Le coronavirus se propage inlassablement, profitant de l’incapacité des gouvernements à le contenir, et crée des secousses dans divers secteurs de l’économie mondiale, particulièrement le tourisme, le textile, l’automobile, les transports et le luxe. Comme à chaque fois en temps de crise, les patrons veulent nous faire avaler leurs émouvantes histoires sur les difficultés qu’ils traversent et sur l’impossibilité qu’ils ont de maintenir l’emploi. Cette fois, c’est le coronavirus qui leur sert de bonne excuse. La larme à l’œil, ils annoncent la mise au chômage technique et le licenciement de nombreux travailleurs et les gouvernements, quant à eux, tendent le mouchoir et appellent à la solidarité. Il ne s’agit là que d’une comédie qui vise à faire payer la crise aux travailleurs et à maintenir les profits. En 2019, les entreprises ont versé la somme astronomique de 1 430 milliards d’euros de dividendes à leurs actionnaires. Il y a donc largement de quoi continuer à maintenir l’emploi des travailleurs sur le dos desquels ces fortunes s’établissent.

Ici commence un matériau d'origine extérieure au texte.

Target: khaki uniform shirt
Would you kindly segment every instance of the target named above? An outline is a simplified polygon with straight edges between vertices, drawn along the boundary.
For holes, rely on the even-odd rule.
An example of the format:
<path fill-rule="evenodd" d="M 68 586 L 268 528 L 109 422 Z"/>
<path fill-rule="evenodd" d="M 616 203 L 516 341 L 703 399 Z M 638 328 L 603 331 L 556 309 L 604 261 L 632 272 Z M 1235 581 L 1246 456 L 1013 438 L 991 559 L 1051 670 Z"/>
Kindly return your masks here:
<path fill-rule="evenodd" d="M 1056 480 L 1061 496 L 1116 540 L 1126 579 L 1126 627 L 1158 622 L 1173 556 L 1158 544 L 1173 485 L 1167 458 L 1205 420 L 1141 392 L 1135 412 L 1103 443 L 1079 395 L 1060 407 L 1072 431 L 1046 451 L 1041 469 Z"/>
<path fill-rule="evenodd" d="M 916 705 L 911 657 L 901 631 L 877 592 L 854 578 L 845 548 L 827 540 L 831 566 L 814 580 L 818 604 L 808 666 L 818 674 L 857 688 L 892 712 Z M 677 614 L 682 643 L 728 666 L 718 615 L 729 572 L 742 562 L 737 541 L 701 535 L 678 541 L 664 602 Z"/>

Macron au service des patrons

En France, face à l’opposition contre la loi sur les retraites, le gouvernement a annoncé recourir à l’article 49.3 de la constitution qui lui permet de faire passer des lois sans vote des parlementaires. Le Premier ministre a prétendu que les 29 273 amendements déposés par l’opposition relevaient d’une politique d’obstruction et pas d’un vrai débat. La comédie de la pseudo-démocratie parlementaire n’a pas fait pas long feu devant l’impatience de ce valet du capitalisme qu’est Macron à sabrer dans les retraites des travailleurs.
Quant à la population laborieuse, elle a déjà majoritairement exprimé son refus de la nouvelle loi par des semaines de grève dans les transports, par des manifestations de centaines de milliers de travailleurs des secteurs public et privé.
Suite aux manifestations des gilets jaunes, Macron avait lancé un « grand débat national » qui était censé donner à chacun la possibilité de s’exprimer. Comme on s’en doutait, ce n’était que du pipeau car, quand la population laborieuse s’exprime clairement et majoritairement contre le démantèlement du système de retraites, le gouvernement ressort la matraque et fait passer la loi en force.
Puisque ce gouvernement, comme celui de Belgique, n’entend que la voix des patrons, il faudra faire entendre celle des travailleurs encore plus fort.